Vieira shouldnt have admitted in front of the rebels loyal to General Tagme Na Waie, as i believe they murdered him

I guess he didnt realise they meant business

Shocking but it is what it is!!
Re: Political Rivals In Guinea Bissau Settle Their Differences The African Way by bawomolo(m): 1:06am On Mar 03, 2009
1.5m population

$904.4m GDP

$600 GDP per capita

102/1,000 infant mortality rate

10% HIV/Aids among adults

42.4% literacy rate

47.52 life expectancy in years


3 airports with paved runways

41% proportion of population under age of 14

19.2 average age in years

5 average number of years in school

Source: CIA Factbook

whew not surprising the drug trade is booming there
Re: Political Rivals In Guinea Bissau Settle Their Differences The African Way by vwvw(m): 3:32pm On Mar 03, 2009
shocked president viera was first bombed, came out and was shot at; survived and then he was taken to his mother in laws home and cut in small pieces of meat cry cry cry cry cry, http://connectafrica./2009/03/03/au-leaders-over-guinea-bissau-crisis/
Re: Political Rivals In Guinea Bissau Settle Their Differences The African Way by preselect(m): 5:33pm On Mar 03, 2009
africa
africa
is our home . . . embarassed
Re: Political Rivals In Guinea Bissau Settle Their Differences The African Way by Ibime(m): 5:48pm On Mar 03, 2009

Guinea-Bissau, ringed by an archipelago of uninhabited islands

There is no such thing as an 'uninhabitable island'. I shall advise my MEND brothers to move there promptly and take control of the drug trade immediately. cool
Re: Political Rivals In Guinea Bissau Settle Their Differences The African Way by MrCrackles(m): 5:52pm On Mar 03, 2009
vwvw:

shocked president viera was first bombed, came out and was shot at; survived and then he was taken to his mother in laws home and cut in small pieces of meat cry cry cry cry cry, http://connectafrica./2009/03/03/au-leaders-over-guinea-bissau-crisis/


shocked shocked shocked shocked shocked
Re: Political Rivals In Guinea Bissau Settle Their Differences The African Way by bawomolo(m): 5:52pm On Mar 03, 2009
Ibime:

There is no such thing as an 'uninhabitable island'. I shall advise my MEND brothers to move there promptly and take control of the drug trade immediately. cool

chei, naija man like awoof grin


vwvw:

shocked president viera was first bombed, came out and was shot at; survived and then he was taken to his mother in laws home and cut in small pieces of meat cry cry cry cry cry, http://connectafrica./2009/03/03/au-leaders-over-guinea-bissau-crisis/

dayum

President Joao Bernardo Vieira, murdered by soldiers Monday morning, was brutalised before being shot several times in the throat and face, said the doctor who declined to be identified.

"The president was hit by several bullets in the thorax and face and his body shows the marks of violent blows," said the doctor, who declined to be identified.

"He was savagely beaten before being finished off with several bullets," he added.
Re: Political Rivals In Guinea Bissau Settle Their Differences The African Way by bluespice(f): 12:42pm On Mar 07, 2009
i have lived in Guinea Bissau and Nino's grip was- i still feel odd saying Nino was
he was such a huge factor in the country its almost impossible to think of Bissau without Nino

That i almost lost my Father during the '98 war,
all i can say is, thank Goodness both are out
tho the drug cartels. . . .
the only thing one can do now is to watch n wait
Re: Political Rivals In Guinea Bissau Settle Their Differences The African Way by ElRazur: 1:02pm On Mar 07, 2009
This is a non issue as afar as am concerned.

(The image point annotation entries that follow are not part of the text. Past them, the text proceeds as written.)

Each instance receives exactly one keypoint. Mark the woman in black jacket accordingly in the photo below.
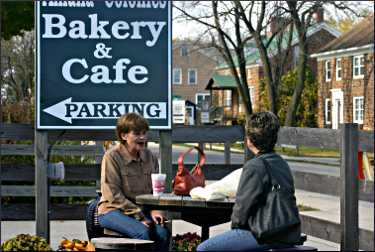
(254, 185)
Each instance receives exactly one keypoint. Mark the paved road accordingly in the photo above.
(313, 165)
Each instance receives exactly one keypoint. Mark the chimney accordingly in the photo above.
(319, 15)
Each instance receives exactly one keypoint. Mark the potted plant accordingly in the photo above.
(186, 242)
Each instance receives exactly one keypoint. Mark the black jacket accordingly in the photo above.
(254, 182)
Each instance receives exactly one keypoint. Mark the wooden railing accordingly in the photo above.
(349, 140)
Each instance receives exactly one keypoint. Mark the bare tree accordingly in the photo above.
(229, 24)
(17, 68)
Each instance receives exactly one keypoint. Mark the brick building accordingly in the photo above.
(346, 78)
(226, 102)
(193, 66)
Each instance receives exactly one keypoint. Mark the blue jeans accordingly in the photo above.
(233, 240)
(132, 228)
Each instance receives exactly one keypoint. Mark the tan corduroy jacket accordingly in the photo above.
(123, 178)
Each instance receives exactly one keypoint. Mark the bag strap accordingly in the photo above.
(202, 159)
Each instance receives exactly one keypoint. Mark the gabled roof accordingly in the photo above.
(252, 52)
(360, 35)
(221, 82)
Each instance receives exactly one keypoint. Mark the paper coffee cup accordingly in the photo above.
(158, 183)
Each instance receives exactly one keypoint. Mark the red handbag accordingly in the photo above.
(184, 180)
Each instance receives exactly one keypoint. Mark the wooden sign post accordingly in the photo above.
(41, 184)
(349, 187)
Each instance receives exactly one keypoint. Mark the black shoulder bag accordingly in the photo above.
(278, 214)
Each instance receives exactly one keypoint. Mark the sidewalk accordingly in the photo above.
(328, 209)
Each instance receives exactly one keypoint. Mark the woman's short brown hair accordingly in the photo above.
(130, 122)
(262, 130)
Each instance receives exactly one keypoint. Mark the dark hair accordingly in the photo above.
(262, 130)
(130, 122)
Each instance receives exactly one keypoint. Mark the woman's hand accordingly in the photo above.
(158, 217)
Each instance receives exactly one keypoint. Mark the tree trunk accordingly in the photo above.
(290, 119)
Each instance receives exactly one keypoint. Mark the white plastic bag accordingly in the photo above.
(219, 190)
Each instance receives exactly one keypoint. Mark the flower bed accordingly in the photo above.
(186, 242)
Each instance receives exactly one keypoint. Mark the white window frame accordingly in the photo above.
(180, 76)
(359, 66)
(338, 69)
(327, 108)
(196, 76)
(200, 94)
(328, 70)
(360, 110)
(227, 98)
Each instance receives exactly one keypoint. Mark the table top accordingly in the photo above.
(171, 200)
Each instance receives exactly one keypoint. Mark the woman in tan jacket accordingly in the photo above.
(126, 173)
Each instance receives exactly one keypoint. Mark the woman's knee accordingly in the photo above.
(143, 234)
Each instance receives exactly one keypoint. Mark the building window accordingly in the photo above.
(338, 69)
(328, 111)
(358, 67)
(227, 98)
(202, 100)
(328, 70)
(184, 50)
(177, 76)
(358, 109)
(192, 76)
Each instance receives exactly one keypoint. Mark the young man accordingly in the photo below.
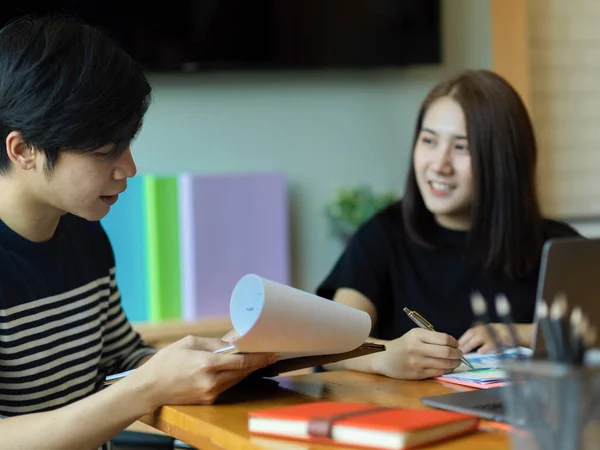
(71, 102)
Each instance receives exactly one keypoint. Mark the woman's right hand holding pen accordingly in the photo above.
(418, 354)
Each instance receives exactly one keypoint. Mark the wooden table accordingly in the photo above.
(223, 426)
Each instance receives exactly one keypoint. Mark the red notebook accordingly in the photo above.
(360, 425)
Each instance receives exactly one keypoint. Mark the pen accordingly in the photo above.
(423, 323)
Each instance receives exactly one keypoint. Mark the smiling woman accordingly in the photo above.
(469, 221)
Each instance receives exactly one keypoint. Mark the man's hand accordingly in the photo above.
(188, 372)
(480, 337)
(418, 354)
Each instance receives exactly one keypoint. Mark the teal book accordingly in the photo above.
(125, 227)
(162, 243)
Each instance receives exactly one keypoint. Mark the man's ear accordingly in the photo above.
(20, 154)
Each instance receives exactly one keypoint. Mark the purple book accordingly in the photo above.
(231, 225)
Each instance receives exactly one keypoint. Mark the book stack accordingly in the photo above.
(182, 241)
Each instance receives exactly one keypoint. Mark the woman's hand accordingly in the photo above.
(480, 337)
(188, 372)
(418, 354)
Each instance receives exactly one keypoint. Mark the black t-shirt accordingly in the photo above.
(394, 272)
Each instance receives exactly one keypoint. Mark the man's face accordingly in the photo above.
(85, 185)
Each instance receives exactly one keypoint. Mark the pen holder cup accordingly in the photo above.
(553, 406)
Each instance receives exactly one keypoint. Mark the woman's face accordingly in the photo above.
(442, 164)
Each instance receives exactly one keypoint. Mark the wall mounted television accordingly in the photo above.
(203, 35)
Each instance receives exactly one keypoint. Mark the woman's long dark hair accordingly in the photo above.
(506, 234)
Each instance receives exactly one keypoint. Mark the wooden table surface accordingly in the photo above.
(224, 425)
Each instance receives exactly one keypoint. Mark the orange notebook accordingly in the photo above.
(360, 425)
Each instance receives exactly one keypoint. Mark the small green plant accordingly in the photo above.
(352, 206)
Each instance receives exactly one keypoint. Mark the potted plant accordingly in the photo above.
(352, 206)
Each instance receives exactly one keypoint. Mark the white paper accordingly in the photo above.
(272, 317)
(275, 318)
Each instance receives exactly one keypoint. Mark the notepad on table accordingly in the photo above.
(488, 371)
(360, 424)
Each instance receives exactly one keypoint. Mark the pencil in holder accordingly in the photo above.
(553, 406)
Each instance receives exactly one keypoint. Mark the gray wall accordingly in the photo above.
(322, 130)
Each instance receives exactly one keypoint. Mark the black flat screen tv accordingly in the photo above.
(202, 35)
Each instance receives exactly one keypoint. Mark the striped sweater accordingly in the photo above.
(62, 329)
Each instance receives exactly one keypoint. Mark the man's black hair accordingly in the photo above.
(67, 86)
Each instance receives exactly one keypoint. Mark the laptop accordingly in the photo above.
(570, 266)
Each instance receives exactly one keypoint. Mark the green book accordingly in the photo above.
(162, 237)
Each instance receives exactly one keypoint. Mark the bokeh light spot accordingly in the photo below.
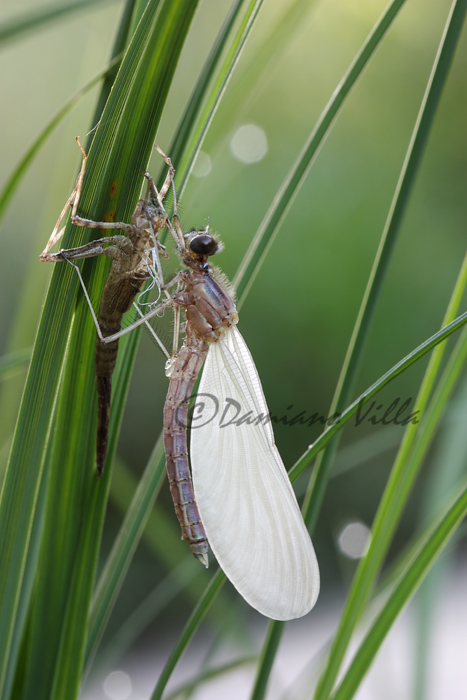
(249, 144)
(354, 540)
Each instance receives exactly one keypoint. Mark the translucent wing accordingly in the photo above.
(246, 502)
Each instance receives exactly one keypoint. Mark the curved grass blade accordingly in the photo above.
(123, 548)
(121, 42)
(200, 91)
(289, 189)
(218, 89)
(76, 503)
(449, 459)
(192, 625)
(406, 587)
(14, 359)
(390, 507)
(109, 585)
(422, 128)
(33, 19)
(179, 580)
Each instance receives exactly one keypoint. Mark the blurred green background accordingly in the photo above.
(302, 306)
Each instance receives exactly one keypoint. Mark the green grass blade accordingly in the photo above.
(12, 360)
(291, 186)
(449, 459)
(400, 595)
(34, 19)
(394, 498)
(200, 91)
(192, 625)
(109, 585)
(180, 580)
(187, 689)
(404, 186)
(123, 548)
(118, 158)
(124, 33)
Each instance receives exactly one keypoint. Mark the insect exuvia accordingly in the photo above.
(241, 500)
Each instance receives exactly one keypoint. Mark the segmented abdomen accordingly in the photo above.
(185, 370)
(117, 298)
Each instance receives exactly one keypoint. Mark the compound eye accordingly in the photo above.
(204, 244)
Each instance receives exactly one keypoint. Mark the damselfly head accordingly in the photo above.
(201, 243)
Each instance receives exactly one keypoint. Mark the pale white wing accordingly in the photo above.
(246, 502)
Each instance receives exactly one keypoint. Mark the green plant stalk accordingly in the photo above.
(399, 202)
(395, 371)
(289, 189)
(448, 464)
(138, 512)
(19, 172)
(400, 595)
(33, 19)
(120, 45)
(19, 510)
(192, 625)
(116, 567)
(215, 96)
(192, 110)
(401, 479)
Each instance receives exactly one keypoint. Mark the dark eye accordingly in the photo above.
(203, 244)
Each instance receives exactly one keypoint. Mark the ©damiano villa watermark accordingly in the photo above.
(229, 412)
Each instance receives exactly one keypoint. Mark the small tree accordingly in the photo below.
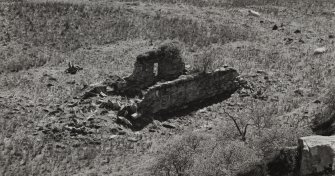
(241, 127)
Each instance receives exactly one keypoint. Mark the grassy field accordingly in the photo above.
(39, 37)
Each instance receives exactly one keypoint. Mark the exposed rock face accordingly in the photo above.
(166, 58)
(158, 84)
(280, 163)
(324, 125)
(187, 89)
(317, 155)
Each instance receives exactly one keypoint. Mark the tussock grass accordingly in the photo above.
(39, 38)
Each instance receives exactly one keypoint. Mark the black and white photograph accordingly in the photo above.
(167, 87)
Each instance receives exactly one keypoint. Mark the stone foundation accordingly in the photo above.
(188, 89)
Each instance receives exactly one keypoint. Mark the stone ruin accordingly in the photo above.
(159, 83)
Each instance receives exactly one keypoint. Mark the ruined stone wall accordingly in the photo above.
(169, 62)
(187, 89)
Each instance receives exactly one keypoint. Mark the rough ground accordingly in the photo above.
(42, 131)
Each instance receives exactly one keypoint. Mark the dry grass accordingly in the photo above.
(37, 39)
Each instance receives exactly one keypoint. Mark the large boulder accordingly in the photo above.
(317, 155)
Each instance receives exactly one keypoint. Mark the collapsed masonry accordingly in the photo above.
(160, 84)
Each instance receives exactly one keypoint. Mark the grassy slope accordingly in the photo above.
(105, 37)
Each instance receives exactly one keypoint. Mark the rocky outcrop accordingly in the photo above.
(317, 155)
(314, 156)
(164, 63)
(188, 89)
(280, 163)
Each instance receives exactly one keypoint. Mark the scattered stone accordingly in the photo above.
(152, 130)
(71, 82)
(275, 27)
(261, 72)
(168, 125)
(297, 31)
(133, 139)
(299, 92)
(254, 13)
(115, 106)
(72, 69)
(320, 50)
(317, 101)
(317, 155)
(288, 41)
(113, 136)
(123, 121)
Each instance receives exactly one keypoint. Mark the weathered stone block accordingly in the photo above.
(317, 155)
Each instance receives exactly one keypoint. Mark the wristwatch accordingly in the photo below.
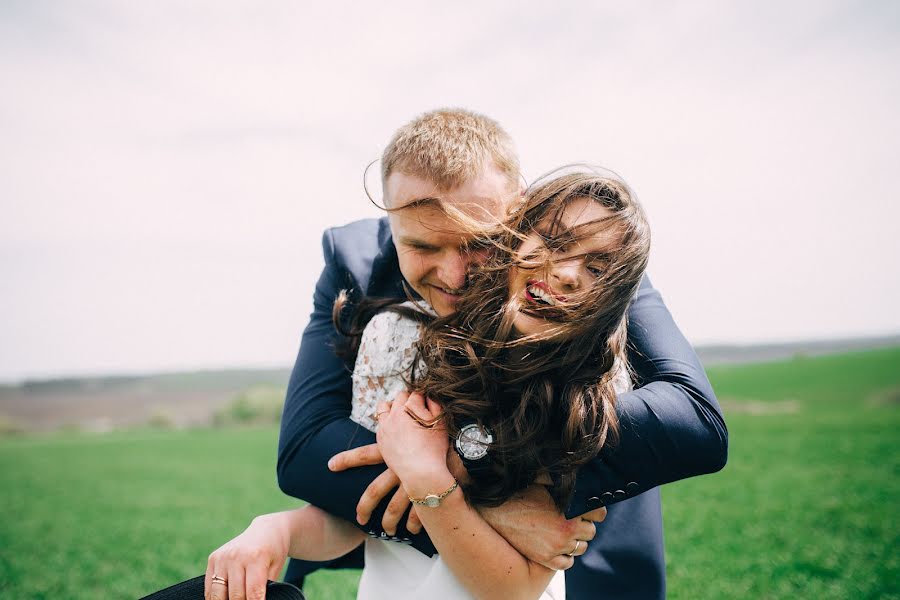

The killings, coups and bloodshed carries the hallmark of backward African nation which is in turn run by people with low intelligence. Since they cannot have their house in order, I trust the international community to do something, given the fact that their borders are porous to drug traffickers.

It is only a matter of time. Once concaine reaches epidemic levels in the European countries, they will be forced to act one way or the other.